Section 421 of the Internal Revenue Code (the "Code") provides special rules for determining the income tax treatment of the transfer of shares in connection with the exercise of an option or purchase right that meets the requirements of Section 423(a) of the Code.

Qualifying Tax Treatment
Participants will not realize taxable income when the company grants an option to purchase shares under the terms of a qualified ESPP or when those shares are actually purchased.
To qualify for favorable tax treatment on the sale, transfer or other disposition of shares acquired under the ESPP, the disposition may not occur before the later of:
  • One year after the purchase date.
  • Two years after the beginning of the applicable offering period or grant date (other than a disposition resulting from the participant’s death).
A disposition of shares that meets this required holding period is generally referred to as a qualifying disposition. If the shares are held for the required holding period, the participant will be subject to ordinary income tax in the year in which the shares are sold on an amount equal to the lesser of:
  • The applicable discount from the fair market value of the shares on the offering date.
  • The excess of the sale price for the shares that are sold (or in the cases of death or other disposition, the fair market value of the shares on the date of death or other disposition) over the purchase price for the shares.

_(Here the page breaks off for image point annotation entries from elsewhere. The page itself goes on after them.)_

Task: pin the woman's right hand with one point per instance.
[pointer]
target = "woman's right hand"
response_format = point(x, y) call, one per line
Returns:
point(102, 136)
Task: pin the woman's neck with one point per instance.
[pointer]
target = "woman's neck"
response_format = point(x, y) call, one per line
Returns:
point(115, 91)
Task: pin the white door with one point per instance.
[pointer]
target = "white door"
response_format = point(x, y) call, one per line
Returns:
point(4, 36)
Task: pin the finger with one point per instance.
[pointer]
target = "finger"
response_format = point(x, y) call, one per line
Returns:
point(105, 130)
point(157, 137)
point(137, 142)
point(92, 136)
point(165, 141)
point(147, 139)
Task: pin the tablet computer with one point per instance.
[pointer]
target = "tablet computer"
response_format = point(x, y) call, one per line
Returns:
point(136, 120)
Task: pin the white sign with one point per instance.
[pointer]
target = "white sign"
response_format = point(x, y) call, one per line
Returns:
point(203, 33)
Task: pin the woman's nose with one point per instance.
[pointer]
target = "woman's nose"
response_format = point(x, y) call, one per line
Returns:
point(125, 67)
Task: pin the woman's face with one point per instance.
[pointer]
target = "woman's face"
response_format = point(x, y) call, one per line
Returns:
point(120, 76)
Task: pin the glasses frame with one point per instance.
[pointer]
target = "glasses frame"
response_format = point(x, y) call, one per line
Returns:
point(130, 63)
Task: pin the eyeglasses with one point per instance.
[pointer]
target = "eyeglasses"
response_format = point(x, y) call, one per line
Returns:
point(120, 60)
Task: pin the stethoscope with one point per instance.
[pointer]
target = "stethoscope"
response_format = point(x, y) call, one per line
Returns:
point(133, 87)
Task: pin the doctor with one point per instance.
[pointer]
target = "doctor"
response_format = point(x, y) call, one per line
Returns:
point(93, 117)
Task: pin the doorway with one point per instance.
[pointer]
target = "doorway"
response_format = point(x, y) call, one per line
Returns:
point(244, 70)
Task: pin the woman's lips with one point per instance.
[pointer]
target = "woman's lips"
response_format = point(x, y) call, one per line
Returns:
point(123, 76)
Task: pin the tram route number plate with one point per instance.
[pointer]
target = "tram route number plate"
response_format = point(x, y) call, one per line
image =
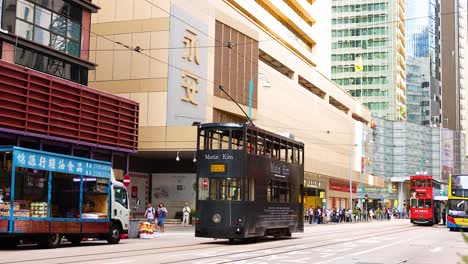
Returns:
point(218, 168)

The participant must also recognize capital gain or loss in the year of sale. The amount of gain is equal to the difference between the sale price and the sum of the purchase price, plus the amount of ordinary income calculated above. The amount of loss is equal to the difference between the purchase price and the sale price.
If the shares are held for the required holding period, the employer will not be entitled to a deduction for federal income tax purposes on the grant or exercise of the option.

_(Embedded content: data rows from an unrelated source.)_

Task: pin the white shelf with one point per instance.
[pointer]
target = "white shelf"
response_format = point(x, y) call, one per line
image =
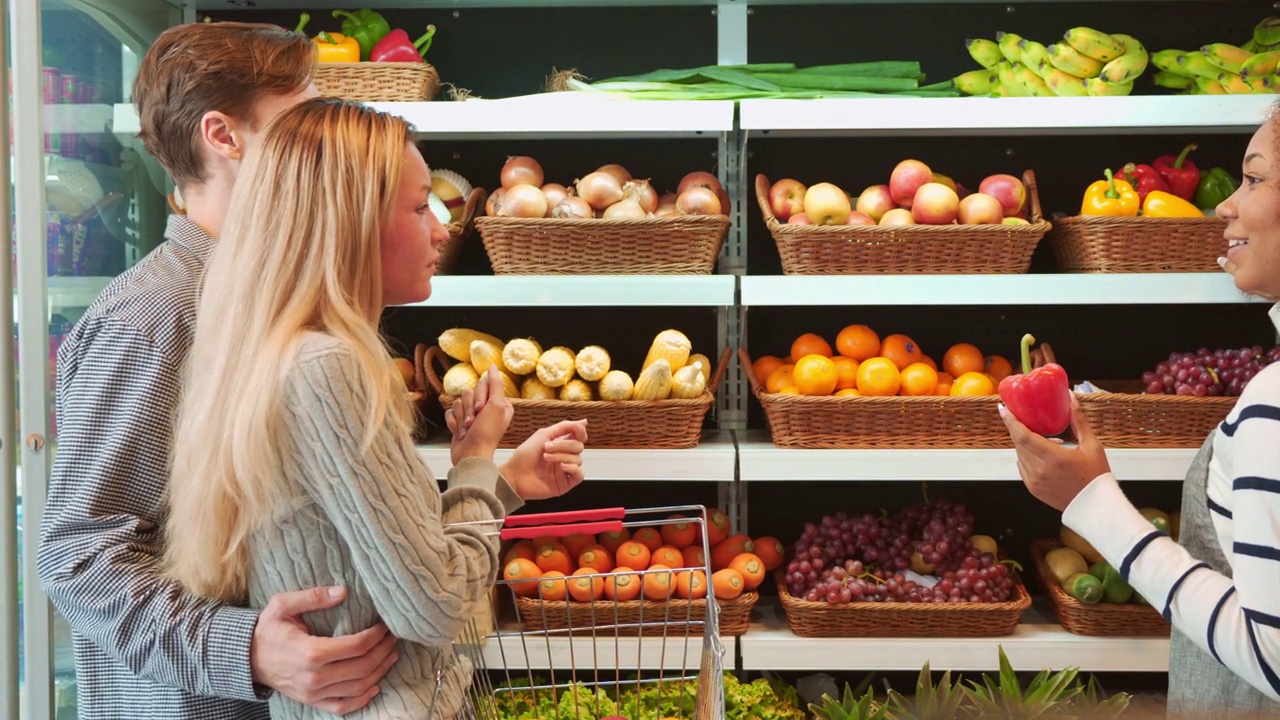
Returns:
point(712, 461)
point(1006, 115)
point(545, 115)
point(1037, 645)
point(580, 291)
point(1157, 288)
point(763, 461)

Unlike ISOs, with ESPP shares, the excess of the share’s fair market value over the amount paid for the shares is not an alternative minimum tax ("AMT") preference item. 

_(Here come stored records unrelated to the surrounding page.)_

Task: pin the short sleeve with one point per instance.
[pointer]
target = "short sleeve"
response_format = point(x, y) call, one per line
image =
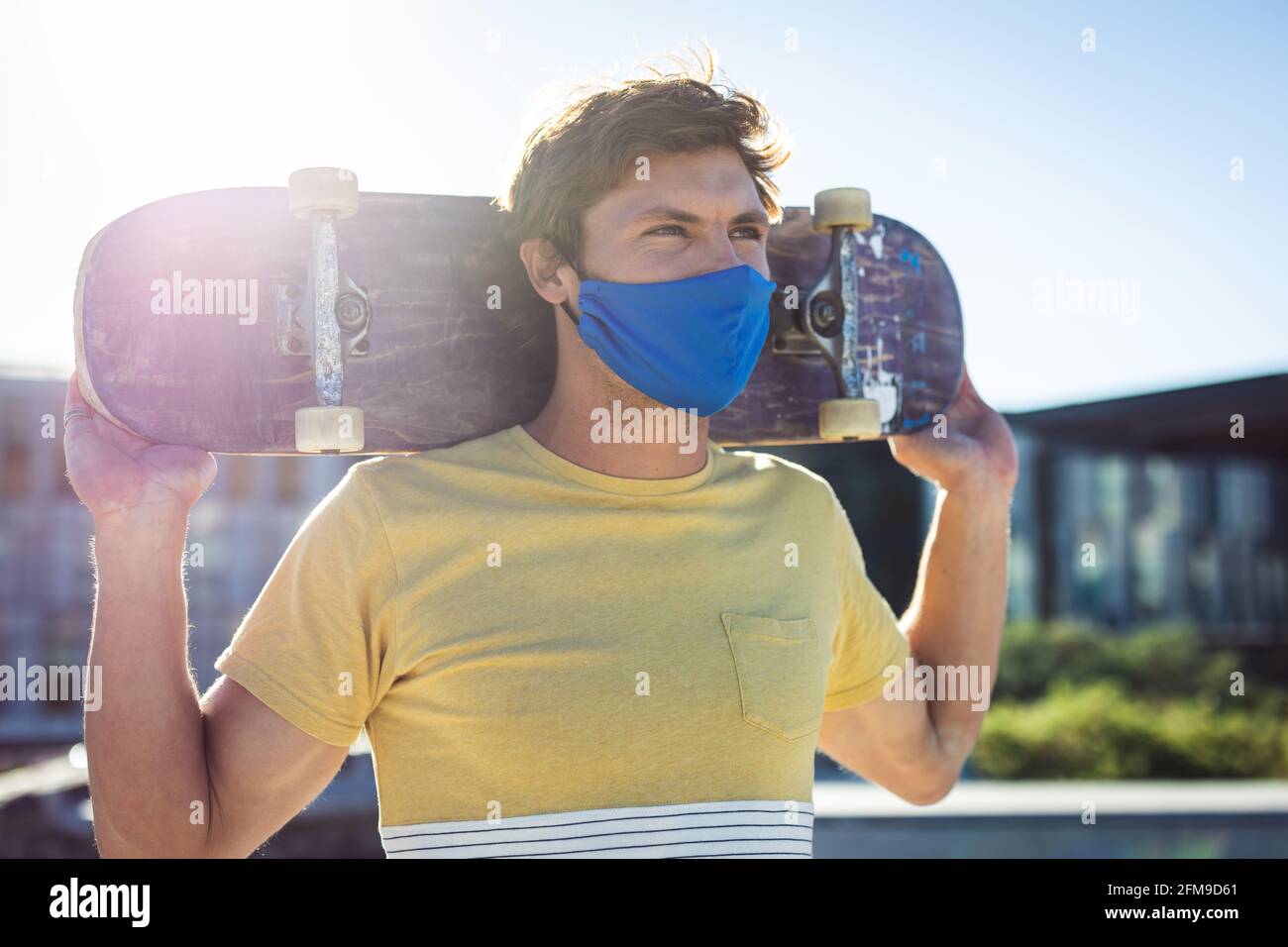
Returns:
point(867, 638)
point(318, 643)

Disqualifying Tax Treatment
If a participant does not satisfy the required holding period, then the excess of the fair market value of the shares on the purchase date over the purchase price is recognized by the participant as ordinary income at the time of the sale or other disposition. In this case, the employer is entitled to a tax deduction in an amount equal to the ordinary income recognized by the participant. As with a qualifying disposition, capital gain or loss must also be recognized in the year of sale. The amount of gain or loss is equal to the difference between the sale price and the sum of the purchase price plus the amount of ordinary income calculated above.
If the ESPP does not require participants to hold the shares acquired on exercise for the duration of the holding period, then it should require participants to notify the company of any disqualifying disposition. This allows the company to:
  • Take any deduction associated with the disposition.
  • Properly report any amount that may be included as income on the participant’s Form W-2.